In October 2009 Alice went to New York to visit a friend, and she stayed for 6 months to do a cookery course at the National Gourmet Institute for Health and Culinary Arts. There she learned all about holistic nutrition, vegetarian and vegan cookery and how to create dishes for diners with food intolerances. She loved this experience so much, it formed a seminal work template for all her cooking thereafter and it imparted a deep respect and understanding of the importance of sourcing local, seasonal, fresh food and cooking it very simply with an honest and generous heart.
She tells me how much she loves the whole supper club and pop-up restaurant scene that has developed and grown all over the country in the last few years. She went to a pop-up night at “The Shed” in Stoke Newington, run by Nicola Swift, and from that evening she decided that she wanted to do her own unique events, incorporating the training she had in New York.
By nature she is a very nurturing and gregarious person, with a very wide circle of friends. “I find that friends come over to my pop-up nights, as it really is the only way I get to see them,” she explains. “I work such long hours in my catering business, my boyfriend lives in Portugal and I go and see my parents as often as I can, so my life can be quite hectic”.
The roll call of her many commitments sounds quite overwhelming: she freelances for a catering company called Sugar and Spice in Battersea, as well as another event-caterer, Ginger Jar, as well as running her own business and working for various chef agencies dotted around London.
Aged just 29 she has built up a portfolio of loyal, happy customers who keep asking her back, to organise parties, celebrations, hen nights, weddings and corporate events. I watch her move around her kitchen with the speed of summer lightening: feeding me, sorting the ingredients for tomorrow night, printing out Menus and laying out the table in the dining room.
I read the list of previous Love a Locavore events that she has held here: “A simple Indian supper”, “A French inspired supper”, “The Summer Sessions” and “A Taste of Portugal”. Some of the events have live music and include tapas, harvest festivals, Chinese New Year celebrations and detoxing.
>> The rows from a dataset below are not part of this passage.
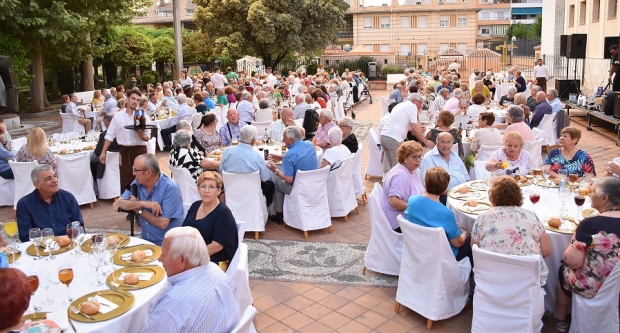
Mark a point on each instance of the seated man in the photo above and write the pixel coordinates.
(159, 204)
(47, 206)
(242, 158)
(200, 297)
(299, 156)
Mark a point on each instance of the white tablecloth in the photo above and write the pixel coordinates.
(84, 276)
(549, 205)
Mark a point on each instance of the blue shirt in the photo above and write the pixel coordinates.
(243, 159)
(301, 155)
(34, 212)
(167, 193)
(426, 212)
(198, 300)
(455, 168)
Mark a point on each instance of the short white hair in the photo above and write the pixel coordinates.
(188, 241)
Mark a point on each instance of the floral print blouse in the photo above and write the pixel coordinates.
(510, 230)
Her cookbook shelf is quite eclectic, but she says her mainstays for reference and learning are the Leith’s cookery bibles and Harold McGee.
We pay a visit to the Elizabeth King shop in Parsons Green and my heart drops. I so wish I had such a beautiful, well-stocked shop in my neck of the woods. Alice worked here briefly, so she knows all the staff very well, and she is updating the owner on the Menus that she will be cooking, checking to ensure that all of her shopping list is sorted.
The diners at her “Ode to Asparagus” night are in for a treat: starting with a Capricorn goat’s cheese and asparagus tartlets, moving on to asparagus mousse with squid ink bread, followed by an asparagus, watercress, rocket and spinach salad with pancetta and hollandaise sauce, then free range chicken thighs stuffed with asparagus spears and Parma ham with a lemon jus, and for pudding the Rhubarb jellies.
This supper club encapsulates a taste of the country in the middle of terraced, leafy suburban London. The ideas, energy and drive behind the events are truly inspiring, they speak to the zeitgeist and all our hearts and beliefs. It’s common sense, committed cooking, and Alice Bamford has common sense and commitment ingrained in her farming family background by the spade.